O dane wnioskowała Fundacja ePaństwo. Sąd Najwyższy odmówił jednak ujawnienia tych informacji, przez co sprawa trafiła do sądu. Naczelny Sąd Administracyjny - wbrew stanowisku SN - uznał jednak, że jest to informacja publiczna. Początkowo Sąd Najwyższy dalej odmawiał upublicznienia danych dotyczących kart płatniczych. Teraz jednak zmienił zdanie, zaś na stronie internetowej pojawił się specjalny komunikat.

Rzecznik prasowy SN poinformował, że "dotychczasowa postawa SN w tej sprawie związana była wyłącznie z potrzebą interpretacji przepisów związanych z wyznaczeniem granic dostępu do informacji publicznej". Zgodnie z komunikatem, w Sądzie Najwyższym jest łącznie 14 kart płatniczych i pozostają one w dyspozycji: Pierwszego Prezesa i Prezesów Sądu Najwyższego (5 kart), pracowników Biura Gospodarczego zajmujących się bieżącym zaopatrzeniem (2 karty), a pozostałych 7 kart wydawanych jest sędziom SN i asystentom sędziów wyłącznie na czas zagranicznych podróży służbowych.

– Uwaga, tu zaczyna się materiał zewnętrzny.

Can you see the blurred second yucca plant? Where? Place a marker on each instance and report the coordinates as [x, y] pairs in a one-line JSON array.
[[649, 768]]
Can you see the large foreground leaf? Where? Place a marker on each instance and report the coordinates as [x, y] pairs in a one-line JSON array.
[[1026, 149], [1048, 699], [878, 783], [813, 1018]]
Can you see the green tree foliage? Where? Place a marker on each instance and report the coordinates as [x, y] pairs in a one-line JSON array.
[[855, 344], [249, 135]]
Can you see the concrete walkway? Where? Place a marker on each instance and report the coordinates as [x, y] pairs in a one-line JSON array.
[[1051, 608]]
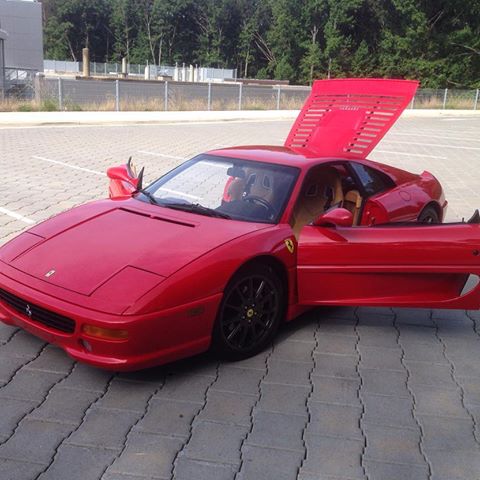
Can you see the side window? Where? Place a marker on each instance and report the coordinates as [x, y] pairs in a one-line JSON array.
[[372, 180]]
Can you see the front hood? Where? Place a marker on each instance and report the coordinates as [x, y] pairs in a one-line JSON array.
[[82, 255]]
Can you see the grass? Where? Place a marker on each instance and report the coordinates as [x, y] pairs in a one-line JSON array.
[[464, 100]]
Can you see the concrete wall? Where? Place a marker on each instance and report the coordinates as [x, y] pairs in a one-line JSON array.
[[22, 21]]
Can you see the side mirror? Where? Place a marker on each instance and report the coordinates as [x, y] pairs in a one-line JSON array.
[[338, 217], [123, 180]]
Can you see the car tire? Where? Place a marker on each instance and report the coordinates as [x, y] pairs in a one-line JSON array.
[[251, 310], [429, 215]]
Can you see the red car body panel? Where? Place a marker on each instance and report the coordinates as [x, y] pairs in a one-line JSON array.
[[348, 117], [125, 265]]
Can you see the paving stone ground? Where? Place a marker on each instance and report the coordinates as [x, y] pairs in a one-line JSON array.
[[346, 393]]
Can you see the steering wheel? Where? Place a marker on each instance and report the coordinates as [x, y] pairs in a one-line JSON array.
[[261, 201]]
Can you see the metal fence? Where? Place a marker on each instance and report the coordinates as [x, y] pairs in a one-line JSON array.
[[72, 94], [178, 72]]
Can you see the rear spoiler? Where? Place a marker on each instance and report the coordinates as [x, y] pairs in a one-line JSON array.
[[348, 117]]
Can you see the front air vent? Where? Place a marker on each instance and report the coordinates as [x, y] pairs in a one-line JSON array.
[[37, 314]]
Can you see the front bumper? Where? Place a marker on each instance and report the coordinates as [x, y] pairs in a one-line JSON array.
[[153, 339]]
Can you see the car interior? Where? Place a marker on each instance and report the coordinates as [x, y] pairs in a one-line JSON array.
[[326, 187], [256, 193]]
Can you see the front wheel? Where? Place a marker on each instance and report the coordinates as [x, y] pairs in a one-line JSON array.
[[250, 312]]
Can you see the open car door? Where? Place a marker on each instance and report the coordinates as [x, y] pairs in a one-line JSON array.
[[419, 265]]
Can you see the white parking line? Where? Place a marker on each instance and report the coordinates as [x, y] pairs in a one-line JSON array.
[[75, 167], [433, 145], [444, 137], [17, 216], [408, 154], [163, 155]]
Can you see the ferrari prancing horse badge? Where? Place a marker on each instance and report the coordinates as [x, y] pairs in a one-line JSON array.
[[290, 245]]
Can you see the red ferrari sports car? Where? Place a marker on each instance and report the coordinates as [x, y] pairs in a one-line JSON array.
[[229, 244]]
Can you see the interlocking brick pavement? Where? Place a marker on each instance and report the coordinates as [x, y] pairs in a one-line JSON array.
[[342, 394]]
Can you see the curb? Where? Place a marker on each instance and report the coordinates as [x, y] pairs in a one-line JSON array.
[[26, 119]]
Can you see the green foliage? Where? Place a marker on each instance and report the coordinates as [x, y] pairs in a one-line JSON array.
[[435, 41]]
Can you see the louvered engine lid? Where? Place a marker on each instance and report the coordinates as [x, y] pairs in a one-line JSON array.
[[348, 117]]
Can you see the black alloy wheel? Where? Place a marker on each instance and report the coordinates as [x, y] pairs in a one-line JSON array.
[[250, 312], [429, 215]]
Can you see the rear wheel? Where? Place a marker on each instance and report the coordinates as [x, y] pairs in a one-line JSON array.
[[250, 312], [429, 215]]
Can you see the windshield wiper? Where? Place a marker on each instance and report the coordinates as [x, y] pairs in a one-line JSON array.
[[196, 208]]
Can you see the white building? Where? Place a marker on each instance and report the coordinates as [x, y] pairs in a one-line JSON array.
[[21, 40]]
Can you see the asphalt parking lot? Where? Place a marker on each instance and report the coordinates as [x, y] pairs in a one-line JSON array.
[[342, 394]]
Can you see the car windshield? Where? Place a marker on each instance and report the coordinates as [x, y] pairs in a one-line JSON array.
[[224, 187]]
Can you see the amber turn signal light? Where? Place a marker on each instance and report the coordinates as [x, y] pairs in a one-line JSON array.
[[105, 333]]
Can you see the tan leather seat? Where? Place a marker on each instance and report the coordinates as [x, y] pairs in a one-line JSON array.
[[321, 190], [353, 202]]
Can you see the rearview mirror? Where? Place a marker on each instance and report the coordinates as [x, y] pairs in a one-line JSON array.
[[123, 180], [338, 217]]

„Pierwszy Prezes Sądu Najwyższego prof. Małgorzata Gersdorf dysponuje jedną z kart, ale od początku kadencji nigdy jej nie użyła. W 2016 r. z kart pozostających do dyspozycji Prezesów i sędziów SN nie poczyniono żadnych wydatków (karty przeznaczone są do użycia w sytuacjach awaryjnych), w roku 2015 r. wydatki z tych kart wyniosły łącznie 853 zł. W 2016 r. z dwóch kart pozostających w dyspozycji Biura Gospodarczego dokonano zakupów na łączną kwotę ok. 77 000 zł., są to zakupy związane z bieżącymi potrzebami, które są szczegółowo ewidencjonowane” – czytamy.